It is rare for a political event to be both overdue and shocking. Somehow, the State Capitol brought us both yesterday.

It began with an affair, meandered through some high-grade corruption, finished with a big-ass dose of depression. The story laid on the floors of power for years- a turd that no one wanted to clean up. The hosts simply hoped the guests wouldn’t notice.

The initial affair was okay with the Republican leadership. Everyone can understand that, right? And the corrupt practice of banging a lobbyist while pushing legislation that she was advocating? Hey, that’s okay too, bro. We’re all just guys around here.

Even the jilted wife publicly ignored the transgression. They divorced and her mouth stayed shut.

But attempted suicide? That’s going too far. Hurt your wife, your family, the state of Georgia, and all’s cool. Hurt yourself and everyone becomes angry.

This turd was a magical thing though. It kept growing in the parlor as the dinner party progressed, and what was once a cute little dachshund milk-dud started to grow into some massive St. Bernard pile of poop that made it difficult to maneuver around. Hard to throw a party at taxpayer expense when the Stone Mountain of Shit is next to the dinner table.

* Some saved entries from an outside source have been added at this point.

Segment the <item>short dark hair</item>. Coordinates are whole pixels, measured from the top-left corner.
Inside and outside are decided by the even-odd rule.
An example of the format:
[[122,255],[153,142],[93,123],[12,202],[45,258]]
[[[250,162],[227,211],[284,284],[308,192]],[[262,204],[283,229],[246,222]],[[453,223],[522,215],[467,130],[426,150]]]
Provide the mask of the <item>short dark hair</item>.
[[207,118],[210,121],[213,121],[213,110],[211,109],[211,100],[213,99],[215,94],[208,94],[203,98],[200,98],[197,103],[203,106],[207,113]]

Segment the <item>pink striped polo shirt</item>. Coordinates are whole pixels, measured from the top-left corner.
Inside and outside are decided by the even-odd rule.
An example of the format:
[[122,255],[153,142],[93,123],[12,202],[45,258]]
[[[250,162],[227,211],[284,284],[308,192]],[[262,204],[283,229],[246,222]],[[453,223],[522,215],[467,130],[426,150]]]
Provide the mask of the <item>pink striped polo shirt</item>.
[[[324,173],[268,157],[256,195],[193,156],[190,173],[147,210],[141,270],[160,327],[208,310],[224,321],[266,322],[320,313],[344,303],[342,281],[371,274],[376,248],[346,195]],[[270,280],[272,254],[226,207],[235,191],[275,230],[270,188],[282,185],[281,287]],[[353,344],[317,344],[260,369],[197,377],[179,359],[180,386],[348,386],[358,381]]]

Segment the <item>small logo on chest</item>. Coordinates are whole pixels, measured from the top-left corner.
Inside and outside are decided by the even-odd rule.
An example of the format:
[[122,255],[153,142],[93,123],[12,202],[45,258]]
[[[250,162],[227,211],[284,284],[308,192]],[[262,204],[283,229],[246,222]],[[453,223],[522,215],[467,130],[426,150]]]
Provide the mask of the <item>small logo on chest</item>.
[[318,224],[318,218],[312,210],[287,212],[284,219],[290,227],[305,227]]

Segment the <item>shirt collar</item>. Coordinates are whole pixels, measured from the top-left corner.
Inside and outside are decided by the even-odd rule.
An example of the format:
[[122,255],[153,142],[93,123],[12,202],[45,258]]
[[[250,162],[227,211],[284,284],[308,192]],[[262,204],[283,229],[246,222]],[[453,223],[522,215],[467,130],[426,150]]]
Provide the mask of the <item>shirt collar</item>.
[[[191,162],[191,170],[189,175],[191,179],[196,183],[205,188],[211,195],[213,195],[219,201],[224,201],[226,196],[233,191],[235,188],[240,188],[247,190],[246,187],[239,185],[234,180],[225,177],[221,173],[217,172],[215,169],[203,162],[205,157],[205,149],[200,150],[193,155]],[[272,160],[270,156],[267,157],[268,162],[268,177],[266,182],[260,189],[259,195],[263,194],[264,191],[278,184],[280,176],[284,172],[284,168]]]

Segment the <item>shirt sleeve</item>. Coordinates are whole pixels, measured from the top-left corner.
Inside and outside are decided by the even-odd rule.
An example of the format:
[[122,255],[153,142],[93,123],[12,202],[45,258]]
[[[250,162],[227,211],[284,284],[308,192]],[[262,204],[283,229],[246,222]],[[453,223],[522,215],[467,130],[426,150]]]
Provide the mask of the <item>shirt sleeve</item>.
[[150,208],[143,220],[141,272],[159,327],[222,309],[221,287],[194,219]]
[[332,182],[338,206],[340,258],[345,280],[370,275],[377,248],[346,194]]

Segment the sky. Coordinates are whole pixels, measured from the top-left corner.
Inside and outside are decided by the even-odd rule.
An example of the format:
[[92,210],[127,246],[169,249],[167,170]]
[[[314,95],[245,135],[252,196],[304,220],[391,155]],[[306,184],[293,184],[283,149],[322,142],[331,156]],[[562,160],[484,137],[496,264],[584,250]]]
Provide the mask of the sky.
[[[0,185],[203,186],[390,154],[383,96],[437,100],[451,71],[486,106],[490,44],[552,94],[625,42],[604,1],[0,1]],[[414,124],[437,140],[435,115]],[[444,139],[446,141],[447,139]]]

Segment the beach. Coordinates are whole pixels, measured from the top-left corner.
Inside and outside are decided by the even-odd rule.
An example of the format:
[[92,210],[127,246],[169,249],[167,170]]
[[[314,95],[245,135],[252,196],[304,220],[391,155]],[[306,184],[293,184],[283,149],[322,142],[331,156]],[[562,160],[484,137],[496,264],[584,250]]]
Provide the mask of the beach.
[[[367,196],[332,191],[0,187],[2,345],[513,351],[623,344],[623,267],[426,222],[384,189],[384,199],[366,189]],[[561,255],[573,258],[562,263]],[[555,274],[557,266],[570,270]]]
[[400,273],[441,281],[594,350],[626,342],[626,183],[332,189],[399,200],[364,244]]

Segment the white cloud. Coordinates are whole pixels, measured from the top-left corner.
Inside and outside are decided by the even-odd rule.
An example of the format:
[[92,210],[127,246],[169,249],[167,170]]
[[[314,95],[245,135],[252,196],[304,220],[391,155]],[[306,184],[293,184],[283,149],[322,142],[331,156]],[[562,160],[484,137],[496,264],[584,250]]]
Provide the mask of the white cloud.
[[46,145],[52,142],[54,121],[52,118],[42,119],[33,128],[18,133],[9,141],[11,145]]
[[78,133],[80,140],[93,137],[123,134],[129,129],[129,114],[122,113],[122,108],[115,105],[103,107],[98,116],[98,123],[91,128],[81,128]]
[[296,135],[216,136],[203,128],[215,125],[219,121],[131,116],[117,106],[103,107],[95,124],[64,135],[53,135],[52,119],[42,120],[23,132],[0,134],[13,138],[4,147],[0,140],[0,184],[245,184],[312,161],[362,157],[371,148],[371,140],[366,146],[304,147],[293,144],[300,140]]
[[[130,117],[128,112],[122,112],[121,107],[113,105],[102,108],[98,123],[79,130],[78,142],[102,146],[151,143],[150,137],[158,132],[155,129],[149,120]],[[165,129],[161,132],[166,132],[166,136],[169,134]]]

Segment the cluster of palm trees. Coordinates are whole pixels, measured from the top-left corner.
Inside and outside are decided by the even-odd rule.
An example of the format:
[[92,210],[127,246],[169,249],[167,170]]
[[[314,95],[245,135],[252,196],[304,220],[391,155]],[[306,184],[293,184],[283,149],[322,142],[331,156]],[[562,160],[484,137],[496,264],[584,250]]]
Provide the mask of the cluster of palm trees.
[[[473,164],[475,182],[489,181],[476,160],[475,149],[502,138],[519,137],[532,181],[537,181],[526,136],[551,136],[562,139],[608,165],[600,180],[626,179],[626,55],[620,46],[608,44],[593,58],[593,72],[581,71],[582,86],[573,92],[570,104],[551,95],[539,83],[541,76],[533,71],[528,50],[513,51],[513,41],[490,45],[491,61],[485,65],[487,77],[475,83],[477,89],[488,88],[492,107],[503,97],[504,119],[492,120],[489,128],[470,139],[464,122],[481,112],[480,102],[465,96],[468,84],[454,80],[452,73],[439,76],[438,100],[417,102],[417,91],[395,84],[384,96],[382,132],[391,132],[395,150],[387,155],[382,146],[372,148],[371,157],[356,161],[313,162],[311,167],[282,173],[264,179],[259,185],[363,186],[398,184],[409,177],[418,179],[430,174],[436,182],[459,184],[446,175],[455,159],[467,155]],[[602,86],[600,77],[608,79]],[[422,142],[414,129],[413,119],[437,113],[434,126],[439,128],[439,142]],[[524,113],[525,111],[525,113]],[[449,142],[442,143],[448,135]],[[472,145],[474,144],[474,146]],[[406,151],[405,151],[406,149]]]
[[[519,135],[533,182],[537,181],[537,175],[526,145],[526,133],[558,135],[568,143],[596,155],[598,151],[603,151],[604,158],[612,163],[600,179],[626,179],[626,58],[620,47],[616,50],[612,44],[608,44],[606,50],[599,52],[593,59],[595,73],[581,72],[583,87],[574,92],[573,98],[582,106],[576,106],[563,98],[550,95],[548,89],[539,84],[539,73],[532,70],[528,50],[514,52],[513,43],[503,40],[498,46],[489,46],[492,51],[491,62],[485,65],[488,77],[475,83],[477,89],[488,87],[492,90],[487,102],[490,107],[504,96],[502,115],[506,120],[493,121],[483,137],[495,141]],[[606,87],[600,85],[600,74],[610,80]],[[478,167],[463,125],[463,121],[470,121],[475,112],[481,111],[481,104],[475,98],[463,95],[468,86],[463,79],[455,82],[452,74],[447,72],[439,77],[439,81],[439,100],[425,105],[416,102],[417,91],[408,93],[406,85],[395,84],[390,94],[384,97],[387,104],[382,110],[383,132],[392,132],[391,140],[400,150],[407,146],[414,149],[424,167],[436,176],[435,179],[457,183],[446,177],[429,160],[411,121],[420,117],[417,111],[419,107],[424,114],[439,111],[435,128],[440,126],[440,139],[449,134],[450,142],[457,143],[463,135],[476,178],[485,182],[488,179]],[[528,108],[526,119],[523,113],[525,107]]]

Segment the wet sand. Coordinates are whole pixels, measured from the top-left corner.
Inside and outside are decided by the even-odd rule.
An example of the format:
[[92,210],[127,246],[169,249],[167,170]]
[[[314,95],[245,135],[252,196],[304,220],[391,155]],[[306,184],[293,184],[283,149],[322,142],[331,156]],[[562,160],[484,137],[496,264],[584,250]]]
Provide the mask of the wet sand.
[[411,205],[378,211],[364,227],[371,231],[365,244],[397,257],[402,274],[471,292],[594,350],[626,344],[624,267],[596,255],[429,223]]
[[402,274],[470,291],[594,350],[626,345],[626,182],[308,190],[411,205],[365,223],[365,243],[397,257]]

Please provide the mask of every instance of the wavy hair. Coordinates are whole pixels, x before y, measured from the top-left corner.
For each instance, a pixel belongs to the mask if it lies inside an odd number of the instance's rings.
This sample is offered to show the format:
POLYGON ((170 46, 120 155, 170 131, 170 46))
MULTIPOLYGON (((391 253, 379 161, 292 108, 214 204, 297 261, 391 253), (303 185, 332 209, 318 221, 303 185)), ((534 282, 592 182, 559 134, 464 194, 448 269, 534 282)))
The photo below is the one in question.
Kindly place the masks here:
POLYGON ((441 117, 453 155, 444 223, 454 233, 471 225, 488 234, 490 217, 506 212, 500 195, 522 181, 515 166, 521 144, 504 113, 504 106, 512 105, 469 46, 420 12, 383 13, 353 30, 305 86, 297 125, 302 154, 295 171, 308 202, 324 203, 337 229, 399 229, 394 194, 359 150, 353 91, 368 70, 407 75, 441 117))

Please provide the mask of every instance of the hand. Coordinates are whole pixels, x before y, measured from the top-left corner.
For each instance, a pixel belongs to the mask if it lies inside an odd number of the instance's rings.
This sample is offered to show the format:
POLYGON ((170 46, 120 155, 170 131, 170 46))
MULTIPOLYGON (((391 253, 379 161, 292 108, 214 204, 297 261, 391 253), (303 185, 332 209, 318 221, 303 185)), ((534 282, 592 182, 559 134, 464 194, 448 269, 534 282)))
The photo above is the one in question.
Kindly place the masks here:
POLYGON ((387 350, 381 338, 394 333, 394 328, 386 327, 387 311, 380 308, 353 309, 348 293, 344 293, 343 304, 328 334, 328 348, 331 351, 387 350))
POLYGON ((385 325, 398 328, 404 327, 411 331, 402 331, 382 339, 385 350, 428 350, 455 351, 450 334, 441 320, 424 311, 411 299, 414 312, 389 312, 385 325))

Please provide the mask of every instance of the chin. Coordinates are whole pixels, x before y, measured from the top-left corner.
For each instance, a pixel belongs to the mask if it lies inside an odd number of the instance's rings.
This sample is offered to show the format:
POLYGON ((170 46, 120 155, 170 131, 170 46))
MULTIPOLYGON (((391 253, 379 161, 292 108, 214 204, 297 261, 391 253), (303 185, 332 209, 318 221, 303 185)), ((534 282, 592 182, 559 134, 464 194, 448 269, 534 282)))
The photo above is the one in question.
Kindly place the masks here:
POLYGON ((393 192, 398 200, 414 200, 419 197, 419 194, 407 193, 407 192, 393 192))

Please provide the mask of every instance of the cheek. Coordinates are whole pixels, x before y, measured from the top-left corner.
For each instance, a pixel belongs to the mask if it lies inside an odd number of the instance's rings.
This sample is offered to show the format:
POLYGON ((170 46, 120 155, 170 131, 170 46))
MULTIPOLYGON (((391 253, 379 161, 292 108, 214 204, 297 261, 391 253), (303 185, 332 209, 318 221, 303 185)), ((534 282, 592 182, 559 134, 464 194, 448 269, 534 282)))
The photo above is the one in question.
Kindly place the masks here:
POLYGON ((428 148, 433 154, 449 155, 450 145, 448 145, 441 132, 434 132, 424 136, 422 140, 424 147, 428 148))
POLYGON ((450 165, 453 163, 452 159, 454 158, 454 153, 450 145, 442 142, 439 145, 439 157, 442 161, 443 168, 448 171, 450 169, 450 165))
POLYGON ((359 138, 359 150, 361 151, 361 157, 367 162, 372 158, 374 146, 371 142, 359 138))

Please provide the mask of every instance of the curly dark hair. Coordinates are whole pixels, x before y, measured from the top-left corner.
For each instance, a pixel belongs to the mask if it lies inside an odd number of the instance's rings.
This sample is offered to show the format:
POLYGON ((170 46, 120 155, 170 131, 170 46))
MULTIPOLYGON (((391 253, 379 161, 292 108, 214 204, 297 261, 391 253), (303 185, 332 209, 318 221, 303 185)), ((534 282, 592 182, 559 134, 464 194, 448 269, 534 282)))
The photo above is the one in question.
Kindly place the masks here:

Richardson is gone. Rumors are that others are to follow. Smart money is that those rumors won’t ultimately come to pass- mainly because our leaders believe that extramarital affairs are an occupational hazard. They are unfortunate- but understandable.

If those rumored Republican love-machines just keep banging their mistresses, all is well in the Gold Dome. That’s not a problem, hell, that’s a job benefit.

Abuse your power gentlemen, and that’s fine. Abuse yourself and call 911, and you’re being tossed out on your ass.

Pro-Tip: Stay on good terms with the ex-wife. If she can avoid the dogshit in the parlor room, anyone can. But once she starts to complain about the smell, the houseguests notice quickly.